Major Hepatic Resections for Neoplasia in Children

Author Affiliations

From the Department of Surgery, College of Physicians and Surgeons, Columbia University, and the Surgical Service, Babies Hospital, Columbia-Presbyterian Medical Center, New York.

Arch Surg. 1982;117(9):1139-1141. doi:10.1001/archsurg.1982.01380330007003

• In a consecutive series from 1968 to 1978, 11 hepatic resections encompassing at least two hepatic segments were carried out for neoplasia in pediatric patients varying in age from 7 days to 14 years.

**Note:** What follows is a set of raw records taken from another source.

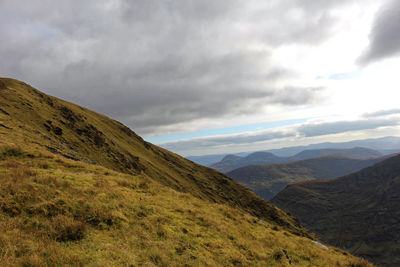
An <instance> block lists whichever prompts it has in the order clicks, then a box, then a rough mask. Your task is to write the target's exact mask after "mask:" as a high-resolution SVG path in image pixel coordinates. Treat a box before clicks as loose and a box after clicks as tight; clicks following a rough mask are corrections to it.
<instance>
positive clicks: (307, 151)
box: [294, 147, 382, 160]
mask: <svg viewBox="0 0 400 267" xmlns="http://www.w3.org/2000/svg"><path fill="white" fill-rule="evenodd" d="M329 155H336V156H342V157H348V158H352V159H369V158H376V157H380V156H382V153H380V152H378V151H376V150H373V149H369V148H364V147H354V148H350V149H334V148H325V149H313V150H304V151H302V152H300V153H298V154H296V155H295V156H294V158H295V159H297V160H301V159H309V158H315V157H322V156H329Z"/></svg>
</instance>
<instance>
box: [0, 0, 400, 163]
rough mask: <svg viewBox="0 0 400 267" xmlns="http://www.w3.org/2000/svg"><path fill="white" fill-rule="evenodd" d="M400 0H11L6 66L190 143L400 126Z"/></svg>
mask: <svg viewBox="0 0 400 267" xmlns="http://www.w3.org/2000/svg"><path fill="white" fill-rule="evenodd" d="M399 69H400V1H398V0H363V1H361V0H321V1H313V0H296V1H293V0H271V1H264V0H247V1H239V0H221V1H215V0H185V1H177V0H130V1H128V0H86V1H77V0H68V1H67V0H59V1H53V0H35V1H28V0H21V1H14V0H0V76H1V77H12V78H16V79H19V80H22V81H24V82H27V83H29V84H31V85H32V86H34V87H36V88H38V89H40V90H41V91H43V92H45V93H47V94H50V95H53V96H56V97H59V98H63V99H66V100H68V101H71V102H74V103H76V104H79V105H82V106H85V107H87V108H90V109H93V110H95V111H97V112H100V113H104V114H106V115H107V116H109V117H111V118H114V119H117V120H119V121H121V122H122V123H124V124H125V125H127V126H128V127H130V128H131V129H132V130H133V131H135V132H136V133H138V134H139V135H141V136H142V137H144V138H145V139H146V140H148V141H150V142H152V143H155V144H158V145H160V146H162V147H165V148H167V149H169V150H172V151H174V152H176V153H179V154H181V155H184V156H188V155H204V154H222V153H236V152H242V151H256V150H265V149H271V148H279V147H285V146H292V145H304V144H309V143H317V142H325V141H348V140H355V139H364V138H372V137H382V136H388V135H397V136H400V126H399V125H400V108H399V105H398V102H399V99H400V88H399V85H400V75H399V74H398V73H399V71H398V70H399Z"/></svg>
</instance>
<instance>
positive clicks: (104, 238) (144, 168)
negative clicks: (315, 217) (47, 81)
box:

There were no operative deaths. These resections consisted of four right lobectomies, three extended right lobectomies, one right lobectomy with right nephrectomy and inferior vena caval resection, two left lobectomies, and one left extended lobectomy. Diagnoses were hepatoblastoma in six patients, Wilms' tumor invading the liver in two, hemangioendothelioma in two, and malignant mesenchymoma in one. Selective angiography and technetium Tc 99m sulfur colloid scintigraphy were important preoperative aids. Complications were infrequent and there were no major infections or biliary fistulas. There was one death eight months postoperatively due to recurrent hepatoblastoma. Vigorous hepatic regeneration occurred in all instances. Major hepatic resections are well tolerated in children and allow good subsequent development.